Over a period of nine years in deep space, the NASA Kepler space telescope has been out on a planet-hunting mission to discover hidden planets outside of our solar system. To help process this data, this project uses different machine learning models (SVM, Logistic Regression, Sequential, Random Forest, KNN) capable of classifying candidate exoplanets from the raw dataset.
1 Preprocessed the raw data
- Preprocessed the dataset prior to fitting the model.
- Performed feature selection and remove unnecessary features.
- Used MinMaxScaler to scale the numerical data.
- Separated the data into training and testing data.
2 Tuning Model Parameters
- Used GridSearch to tune model parameters. *NOTE: Did not use the gridsearch on the sequential model.
3 Quantified the models
- Found the best score from the trained GridSearch model.
- Made predicitons from the hypertuned model.
After analyzing 5 different models(SVM, Logistic Regression, Sequential, Random Forest, KNN), the findings shows which model has the highest level of accuracy. The SVM and Logistic Regression models had around the same accuracy (0.87) once they were hypertuned with the GridSearch parameters. The KNN model had an accuracy of 0.83 which has the lowest accuracy among all the models.The scores of the hypertuned GridSearch models slightly increased when compared to the test scores of the regular SVM, Logistic Regression, Random Forest, KNN models..
The Random forest model on the other hand had an accuracy of 0.892 and is the closest to the sequential model. This model and the sequential model have the highest accuracy and the best predictions.

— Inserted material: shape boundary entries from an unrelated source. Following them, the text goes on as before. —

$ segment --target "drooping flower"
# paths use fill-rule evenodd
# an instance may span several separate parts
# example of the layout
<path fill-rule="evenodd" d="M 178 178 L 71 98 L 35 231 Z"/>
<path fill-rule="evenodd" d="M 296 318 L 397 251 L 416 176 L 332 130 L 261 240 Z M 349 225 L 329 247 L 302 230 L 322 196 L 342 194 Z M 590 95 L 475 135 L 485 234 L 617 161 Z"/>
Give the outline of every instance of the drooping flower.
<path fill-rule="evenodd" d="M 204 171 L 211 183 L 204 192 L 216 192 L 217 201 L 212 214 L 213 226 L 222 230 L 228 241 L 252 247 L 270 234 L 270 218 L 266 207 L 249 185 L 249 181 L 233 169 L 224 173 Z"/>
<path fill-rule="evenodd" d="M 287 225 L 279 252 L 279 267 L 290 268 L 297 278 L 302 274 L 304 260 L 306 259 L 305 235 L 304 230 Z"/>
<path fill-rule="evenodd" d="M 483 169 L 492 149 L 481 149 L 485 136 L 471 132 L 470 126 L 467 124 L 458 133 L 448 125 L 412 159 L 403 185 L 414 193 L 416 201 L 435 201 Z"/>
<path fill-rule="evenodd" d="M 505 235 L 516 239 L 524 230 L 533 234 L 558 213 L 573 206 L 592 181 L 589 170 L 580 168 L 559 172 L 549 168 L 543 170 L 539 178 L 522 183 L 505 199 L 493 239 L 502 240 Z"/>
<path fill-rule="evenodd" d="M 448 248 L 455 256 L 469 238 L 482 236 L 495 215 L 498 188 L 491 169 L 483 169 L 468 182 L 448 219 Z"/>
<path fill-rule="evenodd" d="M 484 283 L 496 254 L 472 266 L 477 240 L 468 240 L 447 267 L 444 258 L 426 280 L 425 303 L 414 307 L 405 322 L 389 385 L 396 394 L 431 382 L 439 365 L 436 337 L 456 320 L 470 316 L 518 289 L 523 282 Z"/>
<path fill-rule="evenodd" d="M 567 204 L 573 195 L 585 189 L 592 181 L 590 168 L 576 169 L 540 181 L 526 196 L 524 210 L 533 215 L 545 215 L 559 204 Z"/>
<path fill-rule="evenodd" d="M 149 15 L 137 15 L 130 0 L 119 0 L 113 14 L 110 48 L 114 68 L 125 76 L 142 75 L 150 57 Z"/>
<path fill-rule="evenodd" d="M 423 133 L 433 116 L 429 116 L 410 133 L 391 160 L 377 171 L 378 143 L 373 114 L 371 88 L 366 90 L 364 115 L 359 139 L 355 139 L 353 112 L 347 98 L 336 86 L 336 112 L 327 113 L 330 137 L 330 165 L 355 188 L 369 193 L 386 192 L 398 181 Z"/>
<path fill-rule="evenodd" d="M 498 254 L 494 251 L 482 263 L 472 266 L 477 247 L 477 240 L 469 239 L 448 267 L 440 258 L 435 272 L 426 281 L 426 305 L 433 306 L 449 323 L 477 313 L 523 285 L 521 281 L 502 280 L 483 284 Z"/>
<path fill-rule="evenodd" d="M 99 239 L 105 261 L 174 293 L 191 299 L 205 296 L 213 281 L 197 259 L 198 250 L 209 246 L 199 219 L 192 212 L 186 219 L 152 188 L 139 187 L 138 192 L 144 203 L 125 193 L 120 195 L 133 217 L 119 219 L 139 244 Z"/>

I had predicted that the Sequential model would have the highest accuracy because it used more than one layer of hidden nodes.The Sequential model had a slightly higher accuracy, (0.893). Overall, the Deep Lsequential model seemed to be the most accurate, even though the Randa forest model came close to this model in accuracy, in terms of score, the sequential model provides us with more layers due to the different nodes it uses.